On the flip side, we also meet a young girl named Ruby (Maisie Owens), who is on the run with no desire to return home. One evening, desperate for somewhere to sleep, Ruby checks cars parked on the street until she finds one unlocked. This car happens to be outside Angie’s home. Angie soon finds Ruby sleeping in the vehicle and approaches her in a friendly manner, but Ruby panics and runs off. However, it’s not long before the two cross paths again. Ruby is interested in Angie’s skill and talent for songwriting and guitar playing. Soon, Angie becomes Ruby’s close friend and even takes Ruby on as an understudy, bringing them both fulfilment and joy.

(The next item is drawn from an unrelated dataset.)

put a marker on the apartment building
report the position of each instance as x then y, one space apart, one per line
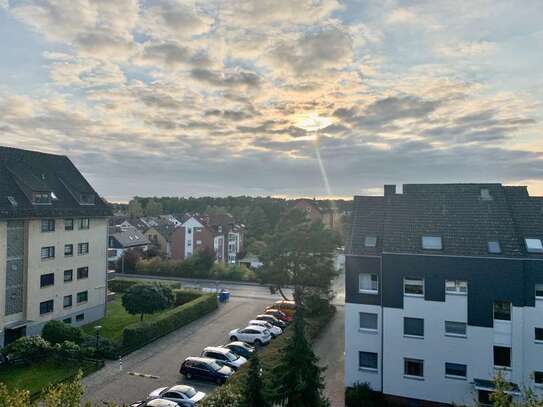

However, Ruby has no idea of Angie’s current health situation, and Angie is struggling to reveal the news.
Three Chords and the Truth is best described as a drama film. Naturally, the story is quite deep and touching as we meet two characters suffering and struggling with their past and present issues. Angie’s introducing songwriting and guitar to Ruby allows her to express her emotions in a new way. The story is a wonderful one, and I admired how two unlikely people could somehow unite and strengthen each other through their pain and suffering.
Visually, this is a stunning-looking film, and the majority is crisp and sharp. The audio track is also pleasing, and the musical moments sound great. Performances are generally acceptable, with Jackie Marshall as Angie being the notable standout. She is the film’s natural strength and delivers the most robust performance. The side performance of Matthew L Heys, who plays Ruby’s father, also provides touching and compelling moments.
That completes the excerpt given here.